Forum Discussion
It’s almost the same.
Take a look at this pipeline. In both cases, I’m using extra XML formatted and XML parser for the purposes of validating the XSD file.
Convert XML to CSV_2020_11_15.slp (20.7 KB)
/Igor
Thanks and I have tried with attached example xml with XSD file but CSV formatter failed with data need to flatten output of json parser. but CSV requirement is same.
XML file reading from Folder and XML file some elements May or may not come but If elements come then CSV file should have elements header and value else CSV file should have element header with blank value
BOOKORDER_XSD and XML.txt (4.1 KB)
Directory Browser doesn’t actually read the files. It just returns the list of files in a directory. So you’d have to use a File Reader for each of the files output by the Directory Browser.
I think what you want is the Mutli File Reader instead. It basically combines the Directory Browser + File Reader functionality into one snap and it’s far more efficient. But be aware that it has limited functionality during Validation – I think it only reads one file. But if you Execute the pipeline, it will read them all.
What are your intervals? If less than 5 minutes, I recommend the File Poller approach and move files to a “working” directory to ensure the same files aren’t polled for multiple runs. Keep in mind that the file poll will run continuously until the timeout is reached. So even if it finds files to process, it will send those on to the next snap and continue polling. Depending on how long it takes to process your files, it is possible to poll the same files before you finish, so this may be challenging for you to implement if you aren’t familiar with the usage.
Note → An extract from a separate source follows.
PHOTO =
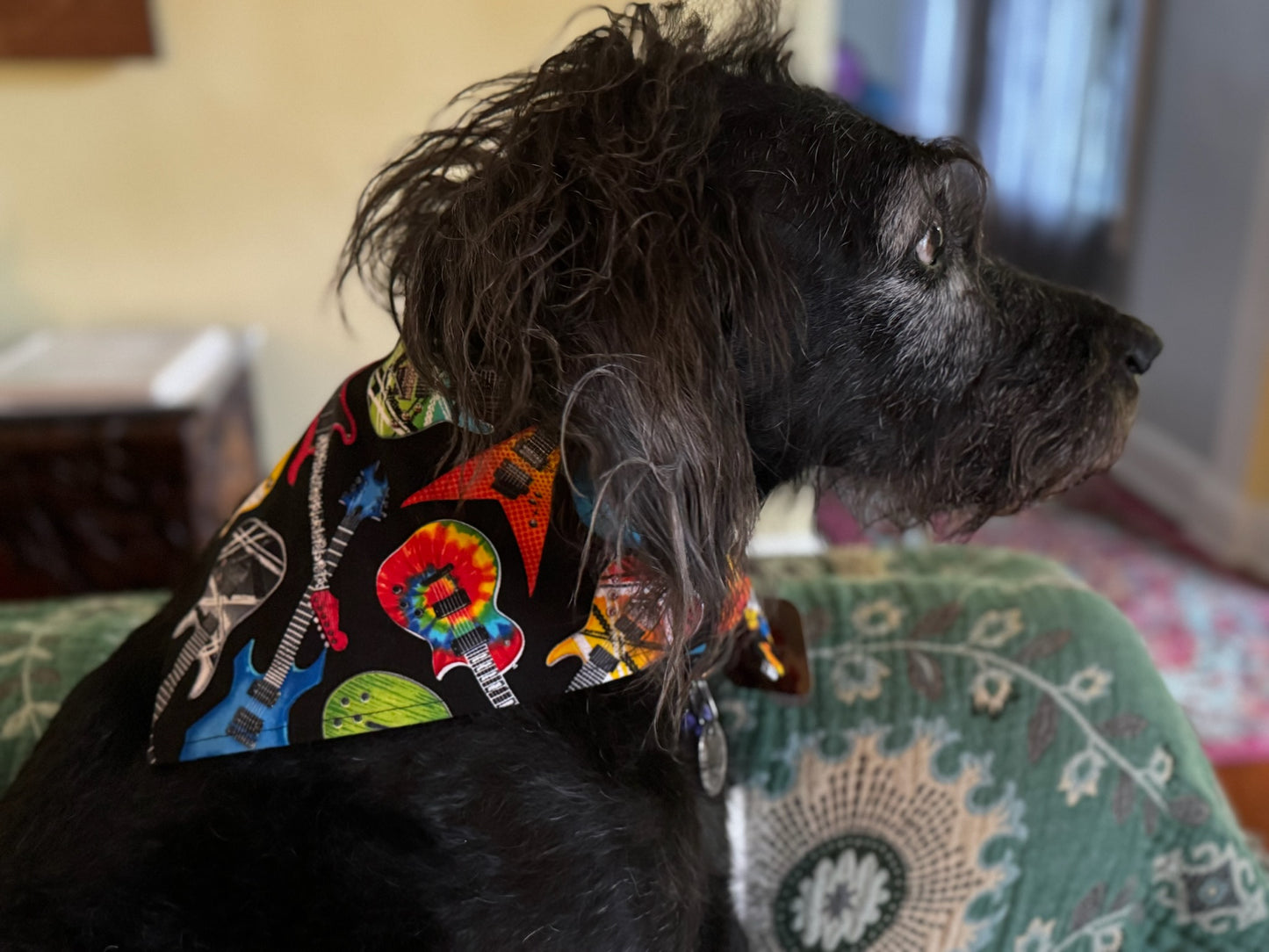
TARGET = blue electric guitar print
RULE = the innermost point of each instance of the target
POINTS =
(254, 714)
If your interval is more than 5 minutes, you can use a Directory Browser in your pipeline. Create the task as scheduled and enable the “Do not start a new execution if one is already active” option to prevent multiple instances. This is a simpler pattern and easier to implement.
Kory, on File Poller Snap we have Only Output on Change check box. Only When there is a change it will o/p.
From Documentation
Only Output on Change
Select this check box to instruct the Snap to provide an output only when there is a change in the contents of the polled directory. When selected, the Snap provides an output during its initial run if it finds matching documents. However, it provides polling results in the next run only if the polled directory has newer files that match the pattern specified.
This post is a few years old but I wanted to get clarity on this statement. You seemed to indicate that at the end of each polling interval, the output is passed downstream and polling will continue until the time out. That has not been my experience. The output for me was only passed on once the timeout was hit. Items were added to the output at each polling event if they were added to the file location being polled but not until the timeout is reached does the output move on.
Is there a configuration for the snap that will achieve the behavior you experienced?
I have experimented with different combinations of “Only Output on Change” and “Exit on first matches” but have not achieve the behavour as you describe.
Has your experience changed with this File Poller snap?
Thanks,
Thanks @skatpally - I should have double-checked the documentation on the File Poller snap. It’s been a while since I’ve used it.
@mramaswamy - back to your original question. I think the Multi-File Reader snap is probably your simplest option to do what it sounds like you are doing.
The File Poller is typically used in an “always on” situation to poll continuously during a pipeline execution, for example in an Ultra Pipeline where it might poll the directory many times a minute, 24 hours a day.
- mramaswamy5 years agoNew Contributor II
Thanks for all your help. This is really helpful. I have not tried multi-file reader. At this point we are comfortable with Directory Browser + File Reader + Task scheduler. I will keep posted after we try multi-file reader.
If you are trying to view the behavior in Pipeline Validation, it gets a bit confusing because you don’t see the data preview until it either times out or outputs enough documents to satisfy your Document Preview Count in your User Settings.
You should be able to see the correct behavior in the Execution Statistics in Dashboard… i.e. each time it picks up a file, the output document count on the File Poller snap will increase.